Throughout my time in quarantine, I came to the realization that my initial prototyped design of an automaton-mobile hybrid was a bit too ambitious given my current lack of resources (no machine shop). So, I decided to pair down my design and focus on creating a large floor-to-ceiling mobile. Because my new design does not rely on a machine shop and does not require a lot of materials, it was pretty easy to start the fabrication process.
- Remove flowers from there stems
- Use scissors to make an indent on the intended breaking point of the dowels
- Intended breaking point
- Snap wooden dowel at breaking point
- Cut wooden dowels
- Paint dowels white
- Start adding colorful floral details (cat not required)
- Final details painted on dowels
- Painted dowels
- Drill holes in the dowels at the intended hanging points
- Thread clear fishing line through fake flowers using a sewing needle
- Hang dowel 1 with clear fishing line
- Hang flower string on either side of dowel 1 (use secondary strings to balance the dowel)
- Add dowel 2 to the bottom of the flower strings
- TO BE CONTINUED: Repeat Steps 13 + 14 until all dowels and flower strings are used
Your considerations and adjustments given the situation with the pandemic seem spot on, and I think your project will still turn out awesome! I especially liked the graphic with the fabrication process, it is well laid out and a solid plan moving forward.
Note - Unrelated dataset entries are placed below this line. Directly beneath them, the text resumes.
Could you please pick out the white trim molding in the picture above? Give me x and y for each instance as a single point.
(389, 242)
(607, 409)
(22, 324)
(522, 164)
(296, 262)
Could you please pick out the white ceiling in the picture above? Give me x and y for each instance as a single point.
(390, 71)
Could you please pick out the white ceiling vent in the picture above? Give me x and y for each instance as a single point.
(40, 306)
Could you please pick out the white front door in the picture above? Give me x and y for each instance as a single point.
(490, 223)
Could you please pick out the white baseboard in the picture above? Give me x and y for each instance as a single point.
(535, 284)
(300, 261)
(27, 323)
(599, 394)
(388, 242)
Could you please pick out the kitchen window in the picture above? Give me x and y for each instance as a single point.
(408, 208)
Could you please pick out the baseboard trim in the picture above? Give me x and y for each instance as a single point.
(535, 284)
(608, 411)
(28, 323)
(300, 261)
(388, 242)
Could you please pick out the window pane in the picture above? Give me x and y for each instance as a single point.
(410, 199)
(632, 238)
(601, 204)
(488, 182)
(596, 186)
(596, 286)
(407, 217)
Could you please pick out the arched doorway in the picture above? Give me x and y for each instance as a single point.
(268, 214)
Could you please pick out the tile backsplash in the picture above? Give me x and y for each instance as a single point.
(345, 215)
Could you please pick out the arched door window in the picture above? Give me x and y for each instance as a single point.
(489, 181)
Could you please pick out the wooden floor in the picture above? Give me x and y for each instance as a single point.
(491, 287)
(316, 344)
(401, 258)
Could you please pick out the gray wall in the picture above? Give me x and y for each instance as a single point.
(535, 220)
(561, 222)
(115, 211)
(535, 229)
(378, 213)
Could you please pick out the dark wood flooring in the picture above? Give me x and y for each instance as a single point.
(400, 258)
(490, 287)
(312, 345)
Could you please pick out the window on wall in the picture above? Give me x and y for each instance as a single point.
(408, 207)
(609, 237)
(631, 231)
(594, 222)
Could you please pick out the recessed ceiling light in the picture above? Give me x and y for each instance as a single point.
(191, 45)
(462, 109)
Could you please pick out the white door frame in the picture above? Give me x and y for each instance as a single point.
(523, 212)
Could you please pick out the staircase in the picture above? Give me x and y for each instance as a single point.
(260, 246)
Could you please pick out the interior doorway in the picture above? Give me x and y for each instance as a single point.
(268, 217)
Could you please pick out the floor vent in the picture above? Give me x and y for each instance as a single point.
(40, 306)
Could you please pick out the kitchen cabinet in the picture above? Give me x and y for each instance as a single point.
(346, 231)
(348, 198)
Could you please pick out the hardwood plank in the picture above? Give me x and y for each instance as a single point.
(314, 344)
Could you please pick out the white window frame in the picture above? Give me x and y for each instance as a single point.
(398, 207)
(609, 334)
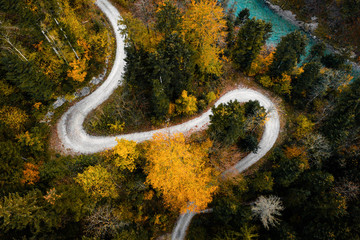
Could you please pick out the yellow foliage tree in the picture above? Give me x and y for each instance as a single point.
(77, 71)
(97, 182)
(69, 18)
(13, 117)
(30, 140)
(283, 84)
(203, 27)
(139, 34)
(51, 196)
(178, 169)
(186, 104)
(31, 174)
(124, 154)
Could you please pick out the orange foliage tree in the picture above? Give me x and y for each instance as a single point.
(31, 174)
(178, 169)
(13, 117)
(124, 154)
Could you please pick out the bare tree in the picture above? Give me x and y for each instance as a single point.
(267, 208)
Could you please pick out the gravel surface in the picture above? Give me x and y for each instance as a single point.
(73, 136)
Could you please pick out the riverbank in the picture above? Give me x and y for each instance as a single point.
(310, 30)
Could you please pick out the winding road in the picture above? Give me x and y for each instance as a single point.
(73, 136)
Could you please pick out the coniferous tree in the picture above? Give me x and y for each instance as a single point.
(288, 54)
(251, 37)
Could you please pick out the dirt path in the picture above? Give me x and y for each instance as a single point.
(74, 138)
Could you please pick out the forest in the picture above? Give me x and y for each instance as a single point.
(181, 57)
(338, 21)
This is looking really great! I appreciate how much attention you’re giving to the details, like as Nicole mentioned the hand-painted dowels, or with the composition of the flowers in each string. Also another really smart pivot when your plan A didn’t work out, this seems like a really good alternate that still matches the spirit of your original idea! I think at this point, the only thing you really need to be careful of is the overall weight – not only in regards to the balance of each tier, but also considering the movement of the overall piece. I think if it’s too heavy, it may become really difficult to get it to rotate for a significant amount of time, or its movement might become really shaky like with the chaotic pendulums if you’ve ever seen those in the ITLL. Good luck, I’m sure you’ll finish up nicely given where you’re at now!
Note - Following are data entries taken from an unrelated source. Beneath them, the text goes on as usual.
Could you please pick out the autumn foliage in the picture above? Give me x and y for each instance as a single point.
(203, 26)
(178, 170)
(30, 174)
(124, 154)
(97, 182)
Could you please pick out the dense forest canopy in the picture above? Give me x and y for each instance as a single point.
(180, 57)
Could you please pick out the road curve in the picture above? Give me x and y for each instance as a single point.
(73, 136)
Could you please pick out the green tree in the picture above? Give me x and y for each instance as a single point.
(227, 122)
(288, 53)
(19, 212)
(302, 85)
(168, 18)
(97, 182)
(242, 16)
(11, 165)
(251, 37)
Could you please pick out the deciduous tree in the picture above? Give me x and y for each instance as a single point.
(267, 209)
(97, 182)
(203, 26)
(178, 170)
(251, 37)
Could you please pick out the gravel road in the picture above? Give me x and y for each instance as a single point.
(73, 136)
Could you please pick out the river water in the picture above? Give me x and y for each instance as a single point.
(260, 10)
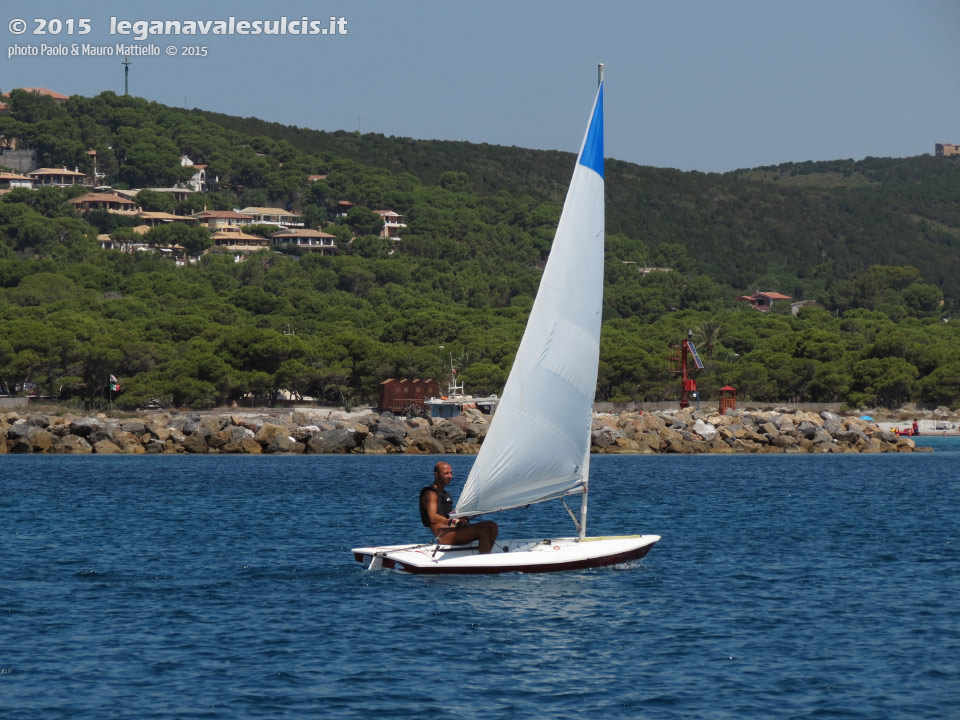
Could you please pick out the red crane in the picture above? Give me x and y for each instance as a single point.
(681, 365)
Thanks for the heads up Thomas! I agree that weight is definitely something I need to keep an eye on. Keeping the structure balanced and light is honestly key, especially when thinking about how people might interact with it.
Fiona, I like that you took under consideration the scope of your project and adapted accordingly. It will be nice to have something you can install in your bedroom or living room. It is also fortunate that you can fabricate all of it at home. What I find the most impressive is the levels of patience you must summon to paint all of those little sticks so beautifully! It must be a nice meditation exercise :p Do you still plan on using a crank to move the entire mobile or have you found other methods?
Painting the sticks was very tedious, but honestly very relaxing. I have ditched my crank idea. The movement of the mobile relies on someone pushing or touching it, or wind (aka a fan). I have had a lot of luck using a smaller heater I have in my room to create a consistent light breeze that makes the mobile slowly rotate for hours.